Chapter 9 Monte Carlo Integration

Obtaining numerical results using repetitive sampling and computing…

According to Murdoch [2000], the term Monte Carlo originally referred to simulations that involved random walks and was first used by Jon von Neumann and S. M. Ulam in the 1940’s.

Monte Carlo methods involve simulating a process multiple times and using statistical inference to approximate unknown quantities.

The fundamental idea is to use randomness to solve deterministic problems.

Identify an appropriate model (or models) that represents (or represent) the population of interest.
Generate random observations using the model (or models).
Compute outcome based on the sampled inputs. For example, calculate the value for the statistic of interest using the random observations.
Repeat Steps 2 and 3 for \(M\) trials.
Aggregate the outcomes of the \(M\) trials. For example, use the \(M\) values to study the distribution of the statistic.

R provides a rich set of functions for generating random numbers and running Monte Carlo simulations. Below are some fundamental examples.

Motivation: Probability as Integration of a Density Function

We can obtain probabilities using Monte Carlo Simulation, based on the concept of a posteriori approach of assigning probabilities.

Suppose you want to obtain the probability \(P(X\leq x)\).

The general idea for obtaining a posteriori probabilities using Monte Carlo simulation is as follows:

Generate \(M\) samples from the population \(F\).
The empirical CDF is given by

\[ F_M(x) = \frac{1}{M}\sum_{m=1}^MI(x_m\leq x) \approx P(X\leq x) \] where \(I(.)\) is the indicator function.

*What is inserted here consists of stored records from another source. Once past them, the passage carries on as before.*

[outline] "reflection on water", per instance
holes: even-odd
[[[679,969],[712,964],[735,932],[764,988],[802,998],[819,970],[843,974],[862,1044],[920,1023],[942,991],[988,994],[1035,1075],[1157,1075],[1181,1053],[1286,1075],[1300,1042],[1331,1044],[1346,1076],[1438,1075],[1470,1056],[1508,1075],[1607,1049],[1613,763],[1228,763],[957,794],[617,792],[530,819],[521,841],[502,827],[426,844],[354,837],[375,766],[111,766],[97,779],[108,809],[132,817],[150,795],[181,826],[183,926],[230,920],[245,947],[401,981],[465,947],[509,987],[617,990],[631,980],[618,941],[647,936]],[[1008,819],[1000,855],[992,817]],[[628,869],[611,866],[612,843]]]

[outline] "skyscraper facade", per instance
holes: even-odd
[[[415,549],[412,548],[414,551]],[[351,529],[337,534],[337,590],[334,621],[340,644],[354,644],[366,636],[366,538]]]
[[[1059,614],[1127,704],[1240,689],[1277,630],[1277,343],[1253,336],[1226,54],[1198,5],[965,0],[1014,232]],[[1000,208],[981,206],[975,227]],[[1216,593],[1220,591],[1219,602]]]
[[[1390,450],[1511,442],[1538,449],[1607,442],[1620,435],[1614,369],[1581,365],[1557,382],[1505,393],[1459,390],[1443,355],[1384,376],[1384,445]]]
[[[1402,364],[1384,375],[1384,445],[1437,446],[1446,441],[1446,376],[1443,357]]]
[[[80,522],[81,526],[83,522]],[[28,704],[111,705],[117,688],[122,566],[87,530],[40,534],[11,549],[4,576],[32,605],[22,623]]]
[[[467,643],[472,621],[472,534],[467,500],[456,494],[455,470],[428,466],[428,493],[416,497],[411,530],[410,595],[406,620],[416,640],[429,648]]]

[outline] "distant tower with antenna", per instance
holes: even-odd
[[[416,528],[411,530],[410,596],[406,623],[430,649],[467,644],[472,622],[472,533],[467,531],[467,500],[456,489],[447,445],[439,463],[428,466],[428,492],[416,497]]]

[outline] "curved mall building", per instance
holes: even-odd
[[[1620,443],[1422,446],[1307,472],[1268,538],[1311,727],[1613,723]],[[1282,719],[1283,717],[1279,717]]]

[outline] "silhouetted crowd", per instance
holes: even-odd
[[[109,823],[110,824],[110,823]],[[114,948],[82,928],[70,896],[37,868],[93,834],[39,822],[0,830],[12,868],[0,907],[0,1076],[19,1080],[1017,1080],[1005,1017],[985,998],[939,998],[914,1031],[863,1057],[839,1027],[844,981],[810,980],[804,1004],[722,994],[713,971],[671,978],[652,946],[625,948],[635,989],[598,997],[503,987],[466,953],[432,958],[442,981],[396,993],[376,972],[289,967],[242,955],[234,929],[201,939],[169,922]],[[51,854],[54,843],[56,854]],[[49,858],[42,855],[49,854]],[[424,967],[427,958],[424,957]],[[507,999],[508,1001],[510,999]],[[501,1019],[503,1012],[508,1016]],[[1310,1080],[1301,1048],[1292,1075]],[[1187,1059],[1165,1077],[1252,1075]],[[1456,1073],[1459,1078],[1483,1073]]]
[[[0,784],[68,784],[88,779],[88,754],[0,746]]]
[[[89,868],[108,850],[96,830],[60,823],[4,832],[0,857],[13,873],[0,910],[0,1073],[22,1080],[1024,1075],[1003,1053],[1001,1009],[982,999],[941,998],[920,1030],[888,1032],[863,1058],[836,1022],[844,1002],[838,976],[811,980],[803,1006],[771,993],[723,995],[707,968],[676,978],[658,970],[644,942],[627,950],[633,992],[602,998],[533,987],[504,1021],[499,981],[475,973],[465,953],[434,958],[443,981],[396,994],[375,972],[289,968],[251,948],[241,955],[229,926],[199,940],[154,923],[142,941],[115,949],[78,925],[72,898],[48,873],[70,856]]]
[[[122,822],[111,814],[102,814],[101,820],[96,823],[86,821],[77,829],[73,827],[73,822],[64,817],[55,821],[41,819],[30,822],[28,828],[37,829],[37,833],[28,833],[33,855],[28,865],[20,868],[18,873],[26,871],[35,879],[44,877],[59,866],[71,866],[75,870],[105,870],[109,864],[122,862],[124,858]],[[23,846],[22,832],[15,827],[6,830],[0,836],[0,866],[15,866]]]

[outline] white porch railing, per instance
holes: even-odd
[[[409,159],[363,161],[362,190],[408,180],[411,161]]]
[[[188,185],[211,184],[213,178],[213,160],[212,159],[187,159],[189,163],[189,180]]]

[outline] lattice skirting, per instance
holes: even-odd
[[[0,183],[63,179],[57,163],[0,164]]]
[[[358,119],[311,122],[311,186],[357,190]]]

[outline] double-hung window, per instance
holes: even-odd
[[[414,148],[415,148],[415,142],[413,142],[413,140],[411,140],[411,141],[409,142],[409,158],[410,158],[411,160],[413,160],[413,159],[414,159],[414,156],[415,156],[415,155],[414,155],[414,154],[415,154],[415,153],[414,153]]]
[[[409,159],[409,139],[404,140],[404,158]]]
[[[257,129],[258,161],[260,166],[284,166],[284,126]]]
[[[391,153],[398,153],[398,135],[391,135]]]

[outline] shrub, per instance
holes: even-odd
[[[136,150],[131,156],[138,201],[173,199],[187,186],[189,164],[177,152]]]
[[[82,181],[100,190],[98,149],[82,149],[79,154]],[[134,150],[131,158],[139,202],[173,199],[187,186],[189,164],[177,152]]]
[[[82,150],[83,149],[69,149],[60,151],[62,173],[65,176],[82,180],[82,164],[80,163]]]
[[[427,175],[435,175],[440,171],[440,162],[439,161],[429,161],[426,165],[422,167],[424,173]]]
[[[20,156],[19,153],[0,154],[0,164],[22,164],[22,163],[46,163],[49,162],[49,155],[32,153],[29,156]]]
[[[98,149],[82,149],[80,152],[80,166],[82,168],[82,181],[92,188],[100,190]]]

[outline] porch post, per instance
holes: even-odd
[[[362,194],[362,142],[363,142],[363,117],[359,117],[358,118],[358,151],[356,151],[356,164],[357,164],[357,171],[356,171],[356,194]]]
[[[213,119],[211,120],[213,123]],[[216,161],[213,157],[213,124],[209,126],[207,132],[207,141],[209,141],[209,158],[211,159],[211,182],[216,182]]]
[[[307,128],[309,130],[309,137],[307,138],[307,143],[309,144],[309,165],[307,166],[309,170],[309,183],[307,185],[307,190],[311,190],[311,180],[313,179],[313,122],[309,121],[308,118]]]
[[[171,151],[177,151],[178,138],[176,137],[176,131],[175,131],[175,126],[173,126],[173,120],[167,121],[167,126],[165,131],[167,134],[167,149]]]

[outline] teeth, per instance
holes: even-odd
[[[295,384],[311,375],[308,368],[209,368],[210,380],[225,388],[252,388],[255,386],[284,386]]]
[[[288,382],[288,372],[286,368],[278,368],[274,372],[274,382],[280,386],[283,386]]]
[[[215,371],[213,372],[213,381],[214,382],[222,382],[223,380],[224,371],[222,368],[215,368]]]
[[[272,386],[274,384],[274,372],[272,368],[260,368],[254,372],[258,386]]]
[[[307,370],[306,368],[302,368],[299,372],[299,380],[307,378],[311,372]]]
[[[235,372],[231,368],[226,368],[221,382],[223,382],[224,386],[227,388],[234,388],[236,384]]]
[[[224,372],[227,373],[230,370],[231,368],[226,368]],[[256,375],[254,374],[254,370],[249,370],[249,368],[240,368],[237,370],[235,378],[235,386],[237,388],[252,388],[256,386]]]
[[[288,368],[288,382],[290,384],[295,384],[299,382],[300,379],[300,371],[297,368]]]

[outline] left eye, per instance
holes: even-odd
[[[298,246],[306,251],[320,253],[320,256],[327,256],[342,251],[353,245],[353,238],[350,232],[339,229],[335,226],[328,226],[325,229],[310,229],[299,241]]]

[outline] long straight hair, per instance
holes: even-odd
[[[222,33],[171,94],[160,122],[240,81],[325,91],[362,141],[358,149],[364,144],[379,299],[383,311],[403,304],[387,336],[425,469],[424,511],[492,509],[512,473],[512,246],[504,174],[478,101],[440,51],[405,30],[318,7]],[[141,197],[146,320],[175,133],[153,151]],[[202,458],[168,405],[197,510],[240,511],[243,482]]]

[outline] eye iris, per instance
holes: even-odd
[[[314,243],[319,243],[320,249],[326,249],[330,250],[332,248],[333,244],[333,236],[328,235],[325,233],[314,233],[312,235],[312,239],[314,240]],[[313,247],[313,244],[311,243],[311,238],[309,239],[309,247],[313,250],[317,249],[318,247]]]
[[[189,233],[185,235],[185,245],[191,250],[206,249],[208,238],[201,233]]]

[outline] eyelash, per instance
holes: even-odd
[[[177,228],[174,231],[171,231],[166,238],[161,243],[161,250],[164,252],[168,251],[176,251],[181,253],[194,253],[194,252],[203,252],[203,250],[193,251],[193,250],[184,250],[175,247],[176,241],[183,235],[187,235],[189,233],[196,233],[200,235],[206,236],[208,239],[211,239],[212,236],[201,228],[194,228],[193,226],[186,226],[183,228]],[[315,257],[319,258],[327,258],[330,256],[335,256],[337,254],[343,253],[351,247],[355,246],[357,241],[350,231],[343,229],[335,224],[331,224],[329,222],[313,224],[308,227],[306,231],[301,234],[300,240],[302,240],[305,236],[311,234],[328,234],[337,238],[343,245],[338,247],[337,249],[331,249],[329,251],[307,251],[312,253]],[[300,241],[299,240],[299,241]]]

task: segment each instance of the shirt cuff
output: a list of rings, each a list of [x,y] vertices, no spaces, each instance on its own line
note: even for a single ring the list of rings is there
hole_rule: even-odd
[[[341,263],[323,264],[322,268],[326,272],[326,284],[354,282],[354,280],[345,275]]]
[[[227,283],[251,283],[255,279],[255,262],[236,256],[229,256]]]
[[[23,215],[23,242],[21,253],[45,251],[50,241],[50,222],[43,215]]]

Theorem 9.1 (Glivenko-Cantelli Theorem) \[ \text{As } n \rightarrow\infty, \quad\underset{x\in \mathbb{R}}{\sup}|F_M(x)-F(x)| \rightarrow 0 \text{ almost surely} \]

Example 1: Exponential

As a quick example, suppose \(X \sim Exp(\lambda = 2)\). We know that \(P(X\leq 1) = 1 - \exp(-2\cdot 1)\approx 0.86\)

If we sample large amount of times from \(Exp(2)\), we know that around \(86\%\) of the generated data will be less than or equal to 1.

set.seed(142)
X <- rexp(100, rate = 2)
sum(X <= 1)/100

## [1] 0.86

We can plot the theoretical and empirical cdf to check if they really look the same.

Example 2: CLT

For another demonstration, we visualize the Central Limit theorem. Recall its (basic) definition:

Theorem 9.2 (Central Limit Theorem) Let \(X_1,X_2,...,X_n\) be a random sample from a population with mean \(\mu\) and finite variance \(\sigma^2\), and let \(\bar{X}_n=\frac{1}{n}\sum_{i=1}^nX_i\).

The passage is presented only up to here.